И тут что-то жалко хлюпнуло в Колянином горле, он сглотнул этот неудобный звук, замер, а потом, срываясь на крик, кинулся на Степана:
– Что же ты делаешь, Степанов? Что ж ты за подлость делаешь? Я ж тебя на вредительство сагитировал, я же, как последний гад, призывал тебя вредную установку проводить! Ты же понял, Степанов, что нельзя картошку-то губить, а вышел, людей вывел. Срама на тебя нет, Степанов… – он захлебнулся в каком-то гусином клекоте, не дававшем ему говорить.
Но Степанов был совершенно спокоен. Наклонившись к бункеру картофелесажалки, он поманил к ней Коляню:
– Да кто же картошку губить будет? Глянь – пусто там. Мы и для тебя, Коляня, чтоб тебе в районе трибунал не сделали. Думали: заснимет Артем Николаевич на карточку посадку, ты в районе предъявишь. А уж отсадимся на серьезе, когда пора придет.
– Липой меня прикрыть хочешь? – совсем исступленно взвыл Скворцов. – Значит, выходит, я за липу бьюсь и за свою шкуру? Гад ты такой же, как и я, Степанов. Гад. Понял-нет?
И как в тот раз, после выборов Семибратова, Скворцов сорвался с места и побежал от поля к деревне. Только сейчас Рекс не бежал за ним, а, метнувшись с придорожной ветлы, гулкое воронье стадо заслонило небо. Вороны кричали, видимо, обсуждая происходящее, и неровным строем шли над дорогой, над Коляниной головой.
– Чегой-то он? – недоуменно посмотрел на меня Степанов. – Я же как лучше ему хотел. И народ тоже. Народ-то уважает Коляню, жалеет, знает, что он за хорошее болеет. А ему бы в районе врезали промеж бровей, если не выполнил. Или сняли с должности даже. Мы же для него хотели.
– Отбой? – спросил Велюгин.
– Отбой, – сказал я.
Я нашел Коляню в избе, где он жил, где мы с ним ели яичницу, изжаренную на свечке. Коляня сидел, уронив голову на стол, и в голос плакал.
– Не переживай, – сказал я, – все понимают, что ты хотел как лучше.
– Уйду, – всхлипнул Коляня, – уйду с комсомольской работы. Не подхожу я. Хочу по-честному, а выходит вредительство. – И жалобно поднял на меня глаза. – Почему так, Николаич? Объясни.

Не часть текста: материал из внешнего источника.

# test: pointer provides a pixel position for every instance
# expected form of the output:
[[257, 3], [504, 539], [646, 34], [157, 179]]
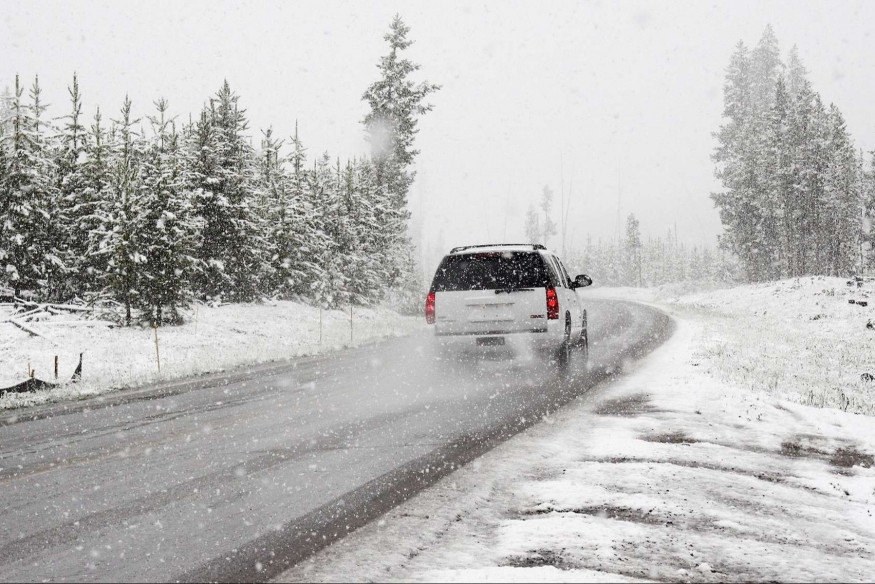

– Сам разберешься, – сказал я. – А район мы с тобой прославим. Я помогу тебе, у меня уже есть план.
– Насчет картошки – дров поджарить? – грустно усмехнулся Коляня, но плакать перестал.
– Нет, не насчет картошки, а насчет фарфора. Снимем фильм о том, как район и, в частности, Вялки выступают инициаторами возрождения забытых народных промыслов и старинного искусства. Сейчас это будет очень к месту и ко времени. После войны, разрухи люди тянутся к красоте. Вот мы и организуем движение.
– Так ведь никто тут не выступает… – с недоверием начал Скворцов.
– А мы сделаем, чтоб выступали. И герои фильма уже есть. Например, Курихин. Он же мастер.
Коляня фыркнул:
– Нашел героя! Курихин и слова-то сказать громко не может, не то что инициативу проявлять.
– Это как снять. Он в жизни не герой, а снимем так, что на всю страну прогремит. И степановскую коллекцию чашек снимем. Представляешь? Солдат, мечтающий на войне о дедовском искусстве. Снимем – закачаешься. А тогда и к району особое внимание будет привлечено. У нас же, знаешь как: героя хоть найди, хоть выдумай, а уж шухеру хватит. Все пристроиться захотят – и область, и в общесоюзном масштабе. Не журись, Коляня, держи хвост морковкой! И знаешь, как мы назовем фильм? «Родина Жар-птицы». Ведь вялковский фарфор – самый красочный.
Он слабо улыбнулся:
– Брось врать…
– Здравствуй, – сказал я Зюке. Она сидела за своим рабочим столиком в библиотечном «зале» и перебирала в деревянном ящичке карточки абонентов. Она не ответила, только подняла глаза и, не мигая, остановила их на моем лице. И от того, что передо мной, как нечто осязаемое, снова брезжил серо-зеленый свет, в самой сердцевине которого залегла неизменность ее взгляда, у меня сжало горло.
– Здравствуй, – повторил я. – Я вернулся.
Наконец она произнесла:
– Я поняла.
– Ничего ты не поняла. Я совсем вернулся, навсегда.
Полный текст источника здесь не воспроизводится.